「神作ヤンキーミュージカル映画の金字塔、上書き保存で生き埋めに。」ウエスト・サイド・ストーリー こばたけThunderさんの映画レビュー(感想・評価)
神作ヤンキーミュージカル映画の金字塔、上書き保存で生き埋めに。
旧作は40数年前にロンドンの映画館、新作は水曜日に新宿の映画館で観ました。全体的に歌舞よりもセリフでの説明が多く。予算も多く取れていただろうに音楽先行で流して、後から編集しているからか、出演者のテンポと言うよりはオーケストラのテンポで流れるので体育館でのマンボの演奏でもオーケストラの音にトランペット奏者が当て振りをしたり、全体的に出演者の演技プランや自主性を軽んじる制限やそもそも白人の親が職を取られた事や有色人種でかたまらないとリンチに遭うなど旧作で見えた差別を歌舞で華麗に見せていたミュージカルの良さを損ねていた気がしました。

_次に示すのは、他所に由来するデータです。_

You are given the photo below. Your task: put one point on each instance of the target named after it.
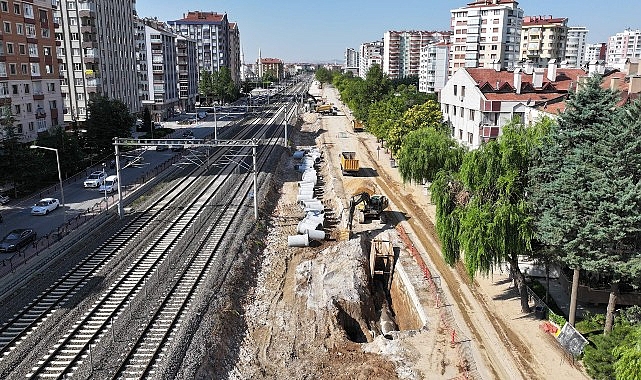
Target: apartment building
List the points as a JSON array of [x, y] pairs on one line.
[[402, 51], [433, 68], [596, 52], [622, 47], [543, 38], [478, 102], [485, 32], [211, 30], [351, 61], [234, 52], [369, 54], [187, 73], [29, 67], [575, 48], [97, 47], [156, 67]]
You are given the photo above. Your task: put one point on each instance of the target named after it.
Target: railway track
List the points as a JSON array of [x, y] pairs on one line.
[[184, 227]]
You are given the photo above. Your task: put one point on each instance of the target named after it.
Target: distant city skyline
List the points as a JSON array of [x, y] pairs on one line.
[[297, 31]]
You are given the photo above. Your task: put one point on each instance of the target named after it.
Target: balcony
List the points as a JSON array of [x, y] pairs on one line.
[[86, 9]]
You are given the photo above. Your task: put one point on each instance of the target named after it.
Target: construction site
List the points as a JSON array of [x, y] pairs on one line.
[[348, 282]]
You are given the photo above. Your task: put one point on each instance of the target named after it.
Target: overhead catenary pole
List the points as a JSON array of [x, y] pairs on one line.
[[255, 183], [121, 213]]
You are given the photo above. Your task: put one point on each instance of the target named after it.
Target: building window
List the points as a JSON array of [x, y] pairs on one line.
[[28, 10]]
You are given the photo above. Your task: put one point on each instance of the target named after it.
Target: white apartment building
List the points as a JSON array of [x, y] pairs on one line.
[[434, 67], [211, 31], [402, 51], [543, 38], [351, 60], [485, 32], [29, 73], [478, 102], [370, 53], [187, 73], [623, 46], [595, 52], [98, 54], [575, 47], [157, 63]]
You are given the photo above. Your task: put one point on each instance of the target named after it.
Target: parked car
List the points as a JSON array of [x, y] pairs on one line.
[[95, 179], [110, 185], [45, 206], [17, 239]]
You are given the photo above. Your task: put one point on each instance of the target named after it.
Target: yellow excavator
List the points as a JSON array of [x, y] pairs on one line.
[[365, 206]]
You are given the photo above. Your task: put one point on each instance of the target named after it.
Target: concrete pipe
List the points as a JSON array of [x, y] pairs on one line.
[[316, 235], [298, 241], [305, 197], [305, 226]]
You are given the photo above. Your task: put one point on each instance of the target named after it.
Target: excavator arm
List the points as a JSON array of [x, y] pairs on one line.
[[353, 202]]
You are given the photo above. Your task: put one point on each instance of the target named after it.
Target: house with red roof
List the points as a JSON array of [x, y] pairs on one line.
[[478, 102]]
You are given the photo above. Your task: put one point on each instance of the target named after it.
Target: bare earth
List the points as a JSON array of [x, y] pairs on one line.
[[312, 314]]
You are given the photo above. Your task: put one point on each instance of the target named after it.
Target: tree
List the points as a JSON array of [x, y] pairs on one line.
[[427, 151], [484, 206], [108, 118], [585, 204]]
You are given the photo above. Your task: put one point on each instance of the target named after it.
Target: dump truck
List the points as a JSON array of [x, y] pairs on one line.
[[357, 125], [326, 108], [349, 163]]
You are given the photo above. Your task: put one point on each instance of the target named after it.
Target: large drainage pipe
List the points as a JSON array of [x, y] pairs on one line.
[[298, 241]]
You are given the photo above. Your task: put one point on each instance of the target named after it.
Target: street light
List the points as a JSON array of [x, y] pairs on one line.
[[62, 193]]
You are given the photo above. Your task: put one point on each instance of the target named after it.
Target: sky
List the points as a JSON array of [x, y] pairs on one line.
[[320, 31]]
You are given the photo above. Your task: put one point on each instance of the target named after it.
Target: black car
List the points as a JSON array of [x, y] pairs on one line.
[[17, 239]]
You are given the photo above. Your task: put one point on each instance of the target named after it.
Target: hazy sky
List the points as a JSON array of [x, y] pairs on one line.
[[320, 31]]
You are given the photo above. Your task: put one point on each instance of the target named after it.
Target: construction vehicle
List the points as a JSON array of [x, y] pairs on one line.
[[349, 163], [366, 206], [327, 109]]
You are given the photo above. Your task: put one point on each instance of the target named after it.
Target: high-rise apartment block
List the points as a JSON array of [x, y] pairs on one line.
[[29, 72], [98, 53], [485, 33], [596, 52], [622, 47], [543, 38], [157, 62], [434, 66], [402, 51], [369, 54], [576, 46], [214, 40], [351, 60]]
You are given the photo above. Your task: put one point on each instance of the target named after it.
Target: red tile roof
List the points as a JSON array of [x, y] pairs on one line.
[[203, 16], [542, 20]]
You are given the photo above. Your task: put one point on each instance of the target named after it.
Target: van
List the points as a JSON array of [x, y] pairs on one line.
[[110, 185]]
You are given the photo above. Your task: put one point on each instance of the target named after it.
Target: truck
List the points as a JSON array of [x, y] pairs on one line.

個人的には旧作でベオナルド演じるジョージ・チャキリスのコンバースのハイカットを今回はどちらかと言えばイケてないトニーが履いていたり、原案のシェークスピア「ロミオとジュリエット」の墓地で主役が落ち合うシーンがなぜか美術館なっていて 死が二人を分かつ暗喩になっていないし、親身になるドクの店の奥さん役リタ・モレノは正直嬉しかったが…あんたが歌うんかいソレ!!と言うツッコミ…。
前に観たミュージカル映画のCATSの映画化にしても そもそもモラルに問題のあるキャラや状況が社会の中で改善され許容され、お説教臭い言葉や矛盾する気持ちと現実の比喩表現として歌が存在しているのに、最初から差別も問題もない社会に設定したら 人間として考えて正す、伝えていく、と言う人間の向上心を低くみているエセポリコレ業界人が作品を改悪しているとしか見えなくなってしまう…。
アイフィールプリティーでは旧作は洗濯と寸法直しの仕事をして、マリアとアニタの義理姉妹の可愛いシーンが新作では高級ブランド店での大レビューになっているし、男達の決闘シーンの塩倉庫がモロにマイケル・ジャクソンのBeat It…いちいち小ネタがダサく 心が冷える。
振付師には言いたい「その振り付けで歌ってみろ」指揮者には言いたい。「それは本当にティーンの歌うテンポなのか?旧作を観てからつくってるのか?」と。役者が反芻して自分の意志で心身を動かせない環境にするなら CGの方がよほど言うことを聞くし、ハリウッドの最近の原作読解力心配になるレベルだ。
ゼレンスキー大統領は欧米向けのスピーチで言った「リメンバー(映画版)パールハーバーを!!」と日本軍が学校や公共施設まで攻撃したあの映画だが、映画になってしまえば歴史は事実上改悪されたまま、今回の新作でも旧作は数年塩漬けになり、新作だけを観た若い観客にはこれがオリジナルとして認識されてしまう。
もう脚本家や作曲家は数百年生き続けるか 権利関係を専門法律事務所に内容についての細かい権利書を書いて貰うしか方法はないのか?